Apart from the personal drama, viewers also get to experience the Hos’ Vietnamese roots, with celebrations that also may help the non-Houstonian viewer better understand what a melting pot of diversity this city really is. You see the family cooking traditional dishes throughout the show, as well as witnessing their opulent Lunar New Year celebration.
“I’m excited for people to see our culture, you know,” Lesley says. “The colors and the symbolism that I’m really proud of.”
Houston is a key character in the show as well, Washington says. You see the Bayou City’s landscape in every transition, and, since the show was filmed pre-pandemic, they family's dramas play out against the backdrop of the city's toniest neighborhoods and poshest restaurants.
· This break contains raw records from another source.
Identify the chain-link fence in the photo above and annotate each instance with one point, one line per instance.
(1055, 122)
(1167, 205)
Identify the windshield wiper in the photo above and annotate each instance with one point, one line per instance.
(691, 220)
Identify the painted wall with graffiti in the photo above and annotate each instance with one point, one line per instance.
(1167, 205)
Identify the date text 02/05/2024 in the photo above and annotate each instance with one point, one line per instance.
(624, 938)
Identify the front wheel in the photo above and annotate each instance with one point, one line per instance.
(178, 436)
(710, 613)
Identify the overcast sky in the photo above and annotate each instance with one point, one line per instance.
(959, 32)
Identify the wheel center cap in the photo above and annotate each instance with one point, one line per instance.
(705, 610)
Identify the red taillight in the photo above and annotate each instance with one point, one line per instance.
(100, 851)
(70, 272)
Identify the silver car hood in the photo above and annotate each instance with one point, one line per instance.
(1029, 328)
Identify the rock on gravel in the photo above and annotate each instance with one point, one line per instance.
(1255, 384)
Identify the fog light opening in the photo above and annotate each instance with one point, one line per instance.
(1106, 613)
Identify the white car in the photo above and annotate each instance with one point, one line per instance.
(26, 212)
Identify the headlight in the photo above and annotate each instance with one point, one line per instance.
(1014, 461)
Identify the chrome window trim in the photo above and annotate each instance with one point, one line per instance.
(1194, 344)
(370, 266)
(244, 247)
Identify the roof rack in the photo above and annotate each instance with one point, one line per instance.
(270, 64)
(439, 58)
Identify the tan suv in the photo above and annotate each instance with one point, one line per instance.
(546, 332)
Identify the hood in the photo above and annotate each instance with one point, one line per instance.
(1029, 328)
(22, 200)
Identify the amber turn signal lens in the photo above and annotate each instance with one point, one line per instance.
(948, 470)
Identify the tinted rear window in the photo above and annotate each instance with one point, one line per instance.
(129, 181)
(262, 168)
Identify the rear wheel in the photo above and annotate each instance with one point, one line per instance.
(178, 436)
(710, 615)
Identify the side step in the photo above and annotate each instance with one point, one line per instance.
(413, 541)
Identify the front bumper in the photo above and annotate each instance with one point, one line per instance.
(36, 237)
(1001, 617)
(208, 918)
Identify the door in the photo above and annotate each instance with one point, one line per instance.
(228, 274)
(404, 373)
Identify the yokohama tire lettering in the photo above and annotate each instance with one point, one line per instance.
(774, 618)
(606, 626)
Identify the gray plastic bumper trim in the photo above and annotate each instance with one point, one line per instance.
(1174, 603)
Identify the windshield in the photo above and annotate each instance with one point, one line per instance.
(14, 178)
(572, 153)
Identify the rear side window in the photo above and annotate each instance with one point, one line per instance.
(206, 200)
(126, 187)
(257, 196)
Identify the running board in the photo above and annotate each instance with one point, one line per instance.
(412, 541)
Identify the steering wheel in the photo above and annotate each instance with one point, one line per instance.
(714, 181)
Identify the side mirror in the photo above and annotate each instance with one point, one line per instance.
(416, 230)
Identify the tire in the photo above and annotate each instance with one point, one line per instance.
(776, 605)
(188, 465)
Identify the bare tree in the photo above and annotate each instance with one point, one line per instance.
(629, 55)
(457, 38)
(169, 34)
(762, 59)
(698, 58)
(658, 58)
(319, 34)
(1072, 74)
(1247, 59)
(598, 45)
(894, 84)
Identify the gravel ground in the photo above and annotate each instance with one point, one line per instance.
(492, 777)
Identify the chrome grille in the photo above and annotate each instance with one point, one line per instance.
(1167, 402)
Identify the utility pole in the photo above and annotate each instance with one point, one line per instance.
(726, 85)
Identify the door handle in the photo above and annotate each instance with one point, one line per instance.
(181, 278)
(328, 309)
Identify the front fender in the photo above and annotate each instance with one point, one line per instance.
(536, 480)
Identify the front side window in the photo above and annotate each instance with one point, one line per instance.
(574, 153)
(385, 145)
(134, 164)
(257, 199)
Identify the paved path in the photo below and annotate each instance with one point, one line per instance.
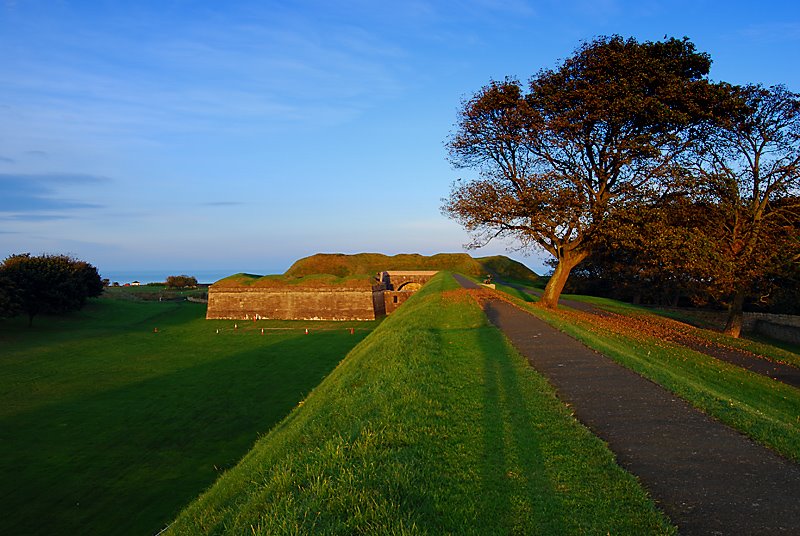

Lesley and Washington favor taking walks throughout River Oaks and having dinner at MAD a couple nights a week, the couple says. Houston's restaurants are also frequently repped, mainly because, all three noted, the whole family loves the city's restaurant scene and never misses out on a chance to hit up Uchi, Lucienne, MF Sushi, Kata Robata, or other high-end spots.
The family is thrilled to be representing Houston before the wider world as well.
“I was watching the show with my Houstonian friends the night of the premiere and they were all proud of the imagery of Houston on the screen,” Washington says. “The shots of the city from River Oaks to West Gray and Downtown; it all made me really proud to show off my hometown.”